Journalist Stan Grant is walking away from his role as host of the ABC's Q&A program, citing exhaustion with persistent racial abuse.

The racism intensified following his involvement in the public broadcaster's coverage of the King's coronation.

The veteran correspondent was invited to participate in an ABC TV discussion on coronation day, during which he pointed out that the crown represents the invasion and theft of Aboriginal land.

Barely a week goes by in which he and his family are not targeted by racial abuse, Mr Grant said in a column on the ABC News website on Friday, and he needs space from "the stench of the media".

Prime Minister Anthony Albanese said Stan Grant had his respect and he wished the journalist well.

Speaking to reporters in Japan, Mr Albanese said he was not aware of the details of Mr Grant's decision, but cautioned people need to be aware that hurtful comments have been made in the lead-up to the voice referendum.

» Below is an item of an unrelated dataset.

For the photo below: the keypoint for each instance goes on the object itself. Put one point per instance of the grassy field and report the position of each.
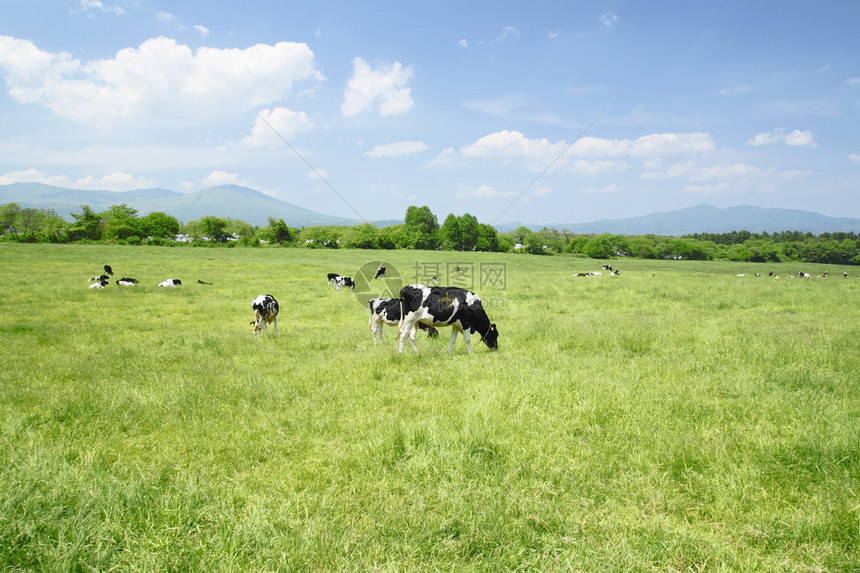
(675, 418)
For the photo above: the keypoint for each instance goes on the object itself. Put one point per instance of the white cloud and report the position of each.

"You only have to look at one of my social media feeds to see some of the comments that are, quite frankly, completely out of line," he said.

"We can have respect for different views without engaging in vilification and that's important."

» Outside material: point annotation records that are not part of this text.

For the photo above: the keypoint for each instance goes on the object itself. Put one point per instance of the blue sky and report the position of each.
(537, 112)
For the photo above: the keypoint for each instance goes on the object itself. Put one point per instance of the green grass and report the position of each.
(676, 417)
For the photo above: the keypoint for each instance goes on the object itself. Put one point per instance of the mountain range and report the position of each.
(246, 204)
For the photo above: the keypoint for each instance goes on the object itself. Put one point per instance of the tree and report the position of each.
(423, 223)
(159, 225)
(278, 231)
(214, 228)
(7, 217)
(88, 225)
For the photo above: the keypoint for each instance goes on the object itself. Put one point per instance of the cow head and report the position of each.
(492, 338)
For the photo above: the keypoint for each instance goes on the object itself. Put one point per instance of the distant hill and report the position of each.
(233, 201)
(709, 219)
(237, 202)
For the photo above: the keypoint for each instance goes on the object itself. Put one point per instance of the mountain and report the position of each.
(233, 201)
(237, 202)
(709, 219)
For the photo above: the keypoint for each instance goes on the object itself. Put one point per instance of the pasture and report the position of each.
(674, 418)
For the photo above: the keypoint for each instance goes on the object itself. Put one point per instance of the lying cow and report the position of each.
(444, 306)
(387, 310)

Mr Grant has expressed frustration at the ABC's executives, saying not a single one has publicly refuted the lies that have been written and spoken about him.

"I don't hold any individual responsible; this is an institutional failure," he said. 

While the ABC's news director Justin Stevens has been a "support and a comfort" according to Stan Grant, the national broadcaster has its own legacy of racism.

In a statement Mr Stevens said the broadcaster stands by Mr Grant and the abuse is "abhorrent and unacceptable".

Threats against Mr Grant have been referred to police, while a formal complaint has also been lodged with Twitter.

The coronation day panel in which Mr Grant participated was an early segment during eight hours of coverage, Mr Stevens said, and resulted in a strong response from some viewers.

The ABC Ombudsman will investigate editorial complaints regarding the panel.

"Responsibility for the coverage lies with ABC News management not Stan Grant, yet he has borne the brunt of a tirade of criticism particularly form sections of the media that target the ABC", Mr Stevens said.

"Reporting on his contribution to the panel discussion has been unfair, inaccurate and irresponsible."

It is not clear how long Mr Grant will step away from the Q&A hosting role for.

Mr Grant said he would not give racists the satisfaction of blaming racism for his decision to take time out.

Rather, he is leaving because the hard truths of Australia's Indigenous people are too big and fragile for an intensely politicised media to handle.

Mr Grant's latest book, The Queen is Dead, argues for a republic, a just settlement with Indigenous people, and an end to the monarchy in Australia.